Вот «История дерущихся» Хармса: «Алексей Алексеевич подмял под себя Андрея Карловича и, набив ему морду, отпустил его.
Андрей Карлович, бледный от бешенства, кинулся на Алексея Алексеевича и ударил его по зубам.
Алексей Алексеевич, не ожидая такого быстрого нападения, повалился на пол, а Андрей Карлович сел на него верхом, вынул у себя изо рта вставную челюсть и так обработал ею Алексея Алексеевича, что Алексей Алексеевич поднялся с полу с совершенно искалеченным лицом и рваной ноздрей. Держась руками за лицо, Алексей Алексеевич убежал.
А Андрей Карлович протер свою вставную челюсть, вставил ее себе в рот, пощелкал зубами и, убедившись, что челюсть пришлась на место, осмотрелся вокруг и, не видя Алексея Алексеевича, пошел его разыскивать»[8].
Полагаю, те, кто знаком с творчеством Хармса, припомнят череду подобных его произведений, где спонтанно происходят подобные немотивированные жестокие «истории»: «Случаи», «Некий Пантелей ударил пяткой Ивана…» и др., написанные в 1937–1939 годах. «История дерущихся» – первый такой рассказ во «взрослом» творчестве Хармса: он написан 15 марта 1936 года. Но впервые подобный каскад несчастных происшествий явился в детской «Сказке» Хармса, напечатанной в 1935 году в № 7 журнала «Чиж». Напомню. Здесь Ваня садится писать сказку, но только стоит ему ее начать, например: «Жил-был король…», – как Леночка объявляет, что такая сказка уже есть, и оказывается, что ее содержанием является драка короля с королевой. «Тут королева рассердилась и ударила короля тарелкой. А король ударил королеву миской. А королева ударила короля стулом. А король вскочил и ударил королеву столом» – и т. д. Здесь, в детской прозе, Хармс впервые опробовал сюжет с перманентной и необъяснимой жестокостью. Причем сюжетом-то его как раз можно назвать лишь условно: Хармс именно разрушал классический литературный сюжет, и последующие взрослые вещи в этом роде – короткие сцены без начала и конца. Но намек на эту последующую деструкцию содержится уже в детской «Сказке»: как только Ваня начинает писать очередную сказку, Леночка обрывает его рассказом о том, что такая, и иная, и еще другая сказки уже есть. Таким образом, парадоксальность сюжета «Сказки» состоит в невозможности сложить сюжет. И это как раз еще одно из тех свойств поэтики Хармса, за которые она именуется авангардной.

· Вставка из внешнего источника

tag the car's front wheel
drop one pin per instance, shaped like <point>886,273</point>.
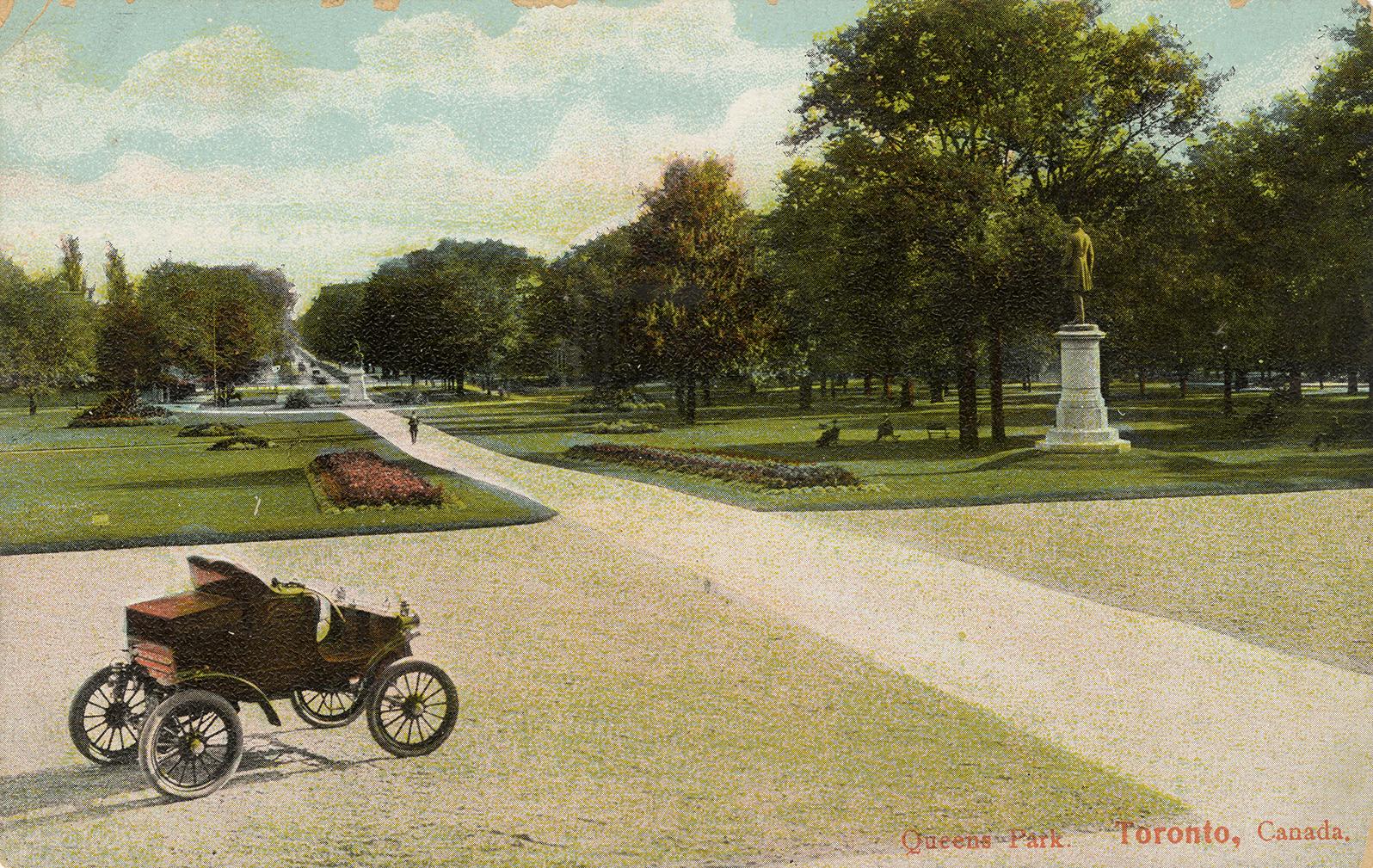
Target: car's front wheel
<point>329,709</point>
<point>191,743</point>
<point>106,716</point>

Современная Хармсу критика, писавшая о его творчестве для детей, все это прекрасно видела и именно так и характеризовала – только оценивала по-разному.

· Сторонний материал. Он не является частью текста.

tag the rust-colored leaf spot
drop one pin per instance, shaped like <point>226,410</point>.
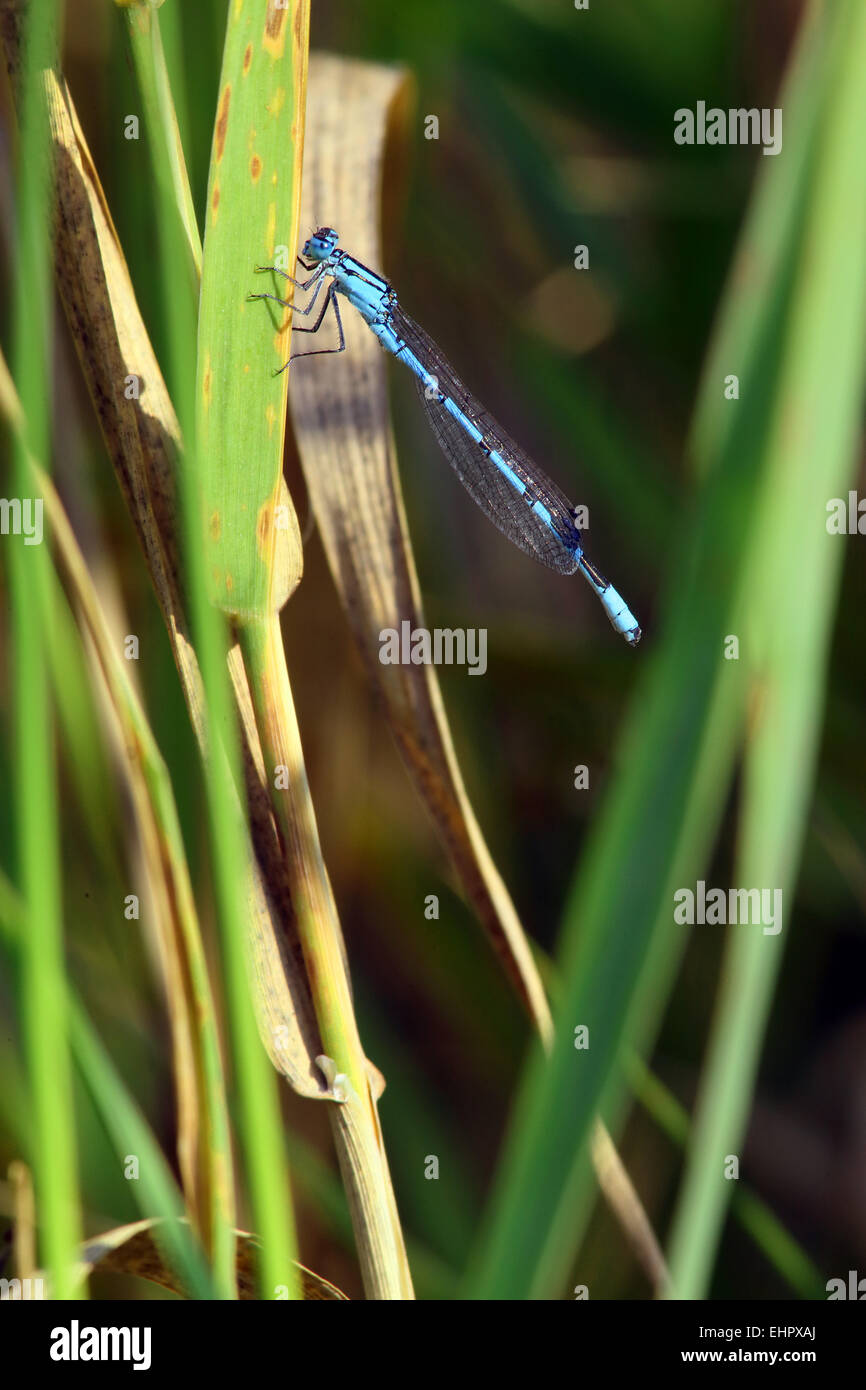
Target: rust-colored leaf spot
<point>264,528</point>
<point>274,29</point>
<point>274,21</point>
<point>223,121</point>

«Действительно, не стихотворение, а просто ерунда» (по поводу стихотворения «Врун»)[9]; «Величину повторяющейся части стихотворения Хармс довел до предела. Он словно задал себе и решает сложные математические задачи»[10]; «…основное в Хармсе и Введенском – это доведенная до абсурда, оторванная от всякой жизненной практики тематика, уводящая ребенка от действительности <…>[11]. Далее Берггольц в своей разносной статье о «контрреволюционном» творчестве Хармса называет (и совершенно справедливо!) его метод «иррациональным»[12].

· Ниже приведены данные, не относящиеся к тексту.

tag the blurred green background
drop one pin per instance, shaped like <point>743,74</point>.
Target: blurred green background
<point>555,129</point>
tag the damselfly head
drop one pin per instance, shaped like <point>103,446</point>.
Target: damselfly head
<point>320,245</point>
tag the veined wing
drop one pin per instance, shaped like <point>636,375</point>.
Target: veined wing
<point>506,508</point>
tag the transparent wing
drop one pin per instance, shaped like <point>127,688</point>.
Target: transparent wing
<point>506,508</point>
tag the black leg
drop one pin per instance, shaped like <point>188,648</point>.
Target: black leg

Но самые точные слова о существе творчества Хармса для детей сказал он сам: «В область детской литературы наша группа принесла элементы своего творчества для взрослых, т. е. заумь <…>»[13]; «К наиболее бессмысленным своим стихам, как, напр., стихотворение „о Топорыжкине“, <…> отношусь весьма хорошо, расценивая их как произведения качественно превосходные. И сознание, что они неразрывно связаны с моими непечатающимися заумными произведениями, приносило мне большое внутреннее удовлетворение»[14]. Вот такое откровенное и терминологически точное авторское интервью. Беда только, что оно давалось под протокол следователю, ведшему дело Хармса и его друзей, обвинявшихся в декабре 1931-го – январе 1932 года в антисоветской деятельности. Если бы не полицейский характер источника, к которому традиционно принято относиться с недоверием, можно было бы сказать, что Хармс здесь выступил идеальным интерпретатором собственного творчества. Как видим, Хармс не только был последователен и органичен в творчестве для детей, но и вырабатывал в этой области те свойства поэтики, которые столь же органично из детского творчества перетекали в его взрослые вещи.